Казенная квартира его была велика, и тихо было у него в доме; он жил со своею молоденькой дочерью. Мне было досадно, что эта милая девушка была далеко не из тех, которые могли бы пробуждать мечты мои; влюбиться в нее не помогала даже моя фантазия, но в это время я никого не любил и чувствовал пустоту в своем сердце; ходить же с пустым сердцем было для меня скучно. Я предпочел бы страдать. Странно, в провинциальной Рязани, когда я был еще гимназистом, немало встречал я замечательных красавиц и ни одной в Москве! Миловиднее всех была Елена Александровна Ровинская, блондинка с отпечатком на лице какой-то меланхолии и тайного страдания, точно какую-то рану носила она в душе своей.
Мое стихотворение "Пришли и стали тени ночи" было написано мной в такое время, когда я был еще целомудрен, как Иосиф.

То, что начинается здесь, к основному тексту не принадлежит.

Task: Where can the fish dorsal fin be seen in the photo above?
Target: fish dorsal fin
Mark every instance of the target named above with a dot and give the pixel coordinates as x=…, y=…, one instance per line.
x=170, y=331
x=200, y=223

Фантазия, подсказывая мне только то, что могло бы быть, подсказала мне и это стихотворение; оно было послано мною Белинскому и напечатано им в "Отечественных записках"; это было второе уже стихотворение в этом журнале; первое же было: "Священный благовест торжественно звучит".
Быть может, вы спросите меня, что давали мне мои стихотворения? Ровно ничего – ни одной копейки; мне даже и в голову не приходила мысль о гонораре; вывшей наградой для меня было самоудовлетворение или похвала таких товарищей, как Фет и Григорьев. Помню, Григорьев не раз повторял мне какие-то два стиха мои:
Дунет ветер, черный локон
Ляжет по ветру.– Пора!
Но откуда это? Я беспрестанно терял и забывал стихи свои. Вот что еще я помню об Ап. Алекс. Григорьеве.
Он любил музыку, но дурно играл на рояле и так же, как и все мы, восхищался Мейербером. Адский вальс из "Роберта-Дьявола" в полном смысле слова потрясал Григорьева. Родители его охотно отпускали его в театр, куда он ездил в сопровождении Фета, но не к товарищам. Старушка, мать его, держала его как бы на привязи; он никуда не выезжал без ее соизволения. У меня бывал он редко и оставался у меня обыкновенно только до девяти часов вечера; на дворе или за воротами постоянно ожидали его пошевни, и никогда я не мог уговорить его остаться у меня дольше. "Нельзя",– говорил он, спешил проститься и уезжал.
Что касается до его внутренней жизни, то в первые дни нашего знакомства он нередко приходил в отчаяние от стихов своих, записывал свои философские воззрения и давал мне их читать. Это была какая-то смесь метафизики и мистицизма. Перед праздниками ходил он в церковь к всенощной, и раз, когда он, вставши на колена, до самого пола преклонил свою голову, он услыхал над самым ухом шепот Фета, который, пробравшись в церковь незаметно, встал рядом с ним на колена, также опустил свою голову и стал издеваться над ним, как Мефистофель.
Григорьев глубоко верил в поэтический талант своего приятеля, завидовал ему и приходил в восторг от лирических его стихотворений. Но юный Фет, который, бывало, говорил мне: "К чему искать сюжета для стихов; сюжеты эти на каждом шагу,– брось на стул женское платье или погляди на двух ворон, которые уселись на заборе, вот тебе и сюжеты",– все же иногда выходил из своей роли и писал очень резкие куплетцы, подсказываемые злобой дня.